España son los españoles con los lazos de amistad con el panadero, el vendedor ambulante de Senegal que nos vende baratijas, el camarero, el dependiente con su sonrisa, el policía que nos ayuda y nos protege del delicuente, es en definitiva el amor de sus individuos y no su posición ideológica, la cual si me apuráis es cuanto menos analfabeta, y lo digo yo de mi mismo, que no sabría por dónde empezar para recuperar todas las vidas perdidas, no solo con la pandemia, si no con todas las crisis sistémicas del capitalismo y de todas las corruptelas que trajeron la ruina a individuos que estaban en el lugar equivocado en el peor momento.

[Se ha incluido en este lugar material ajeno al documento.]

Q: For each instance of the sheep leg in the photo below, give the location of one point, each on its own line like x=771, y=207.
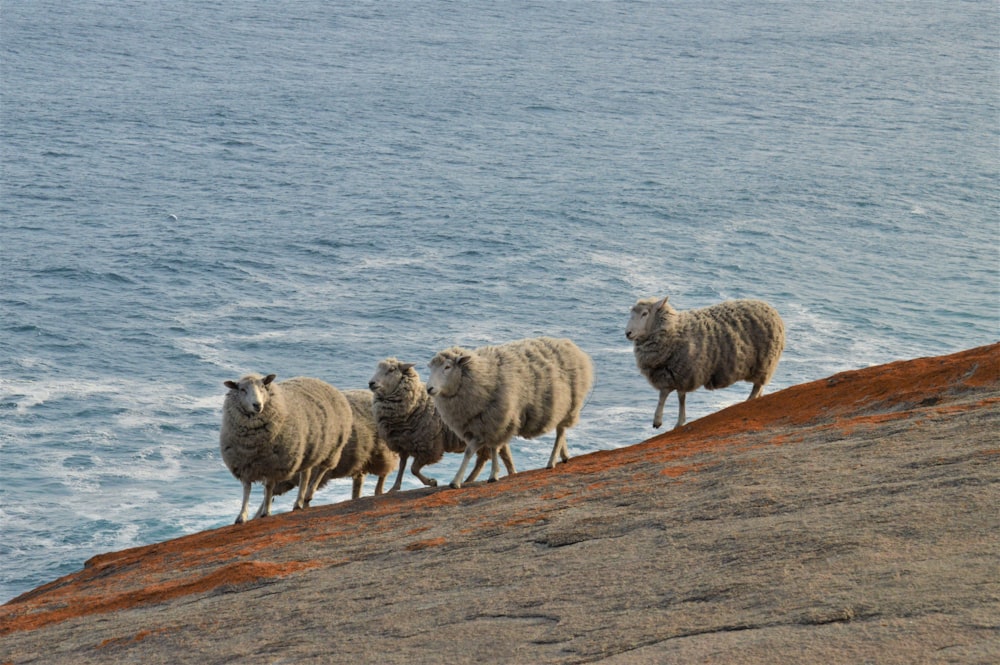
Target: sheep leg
x=481, y=458
x=559, y=449
x=317, y=479
x=426, y=480
x=681, y=416
x=304, y=496
x=480, y=463
x=507, y=460
x=658, y=416
x=470, y=450
x=265, y=505
x=402, y=469
x=245, y=509
x=494, y=465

Al panadero el pan, al albañil el ladrillo, al escritor la pluma, al maestro la pizarra, al filósofo las preguntas, y al gobernante la administración. Si todos supiéramos hacer de todo no existirían los nombres para los oficios, por eso no debemos caer en la tentación de jugar a ser lo que no somos.

No soy el Rey ni el Presidente, tampoco siento que me representen, solamente rezo para que hagan su labor acertadamente, como rezaría para que un pintor no cometiera fallos en su tarea al pintar mi casa, o al cirujano cuando va a salvar la vida de alguien allegado.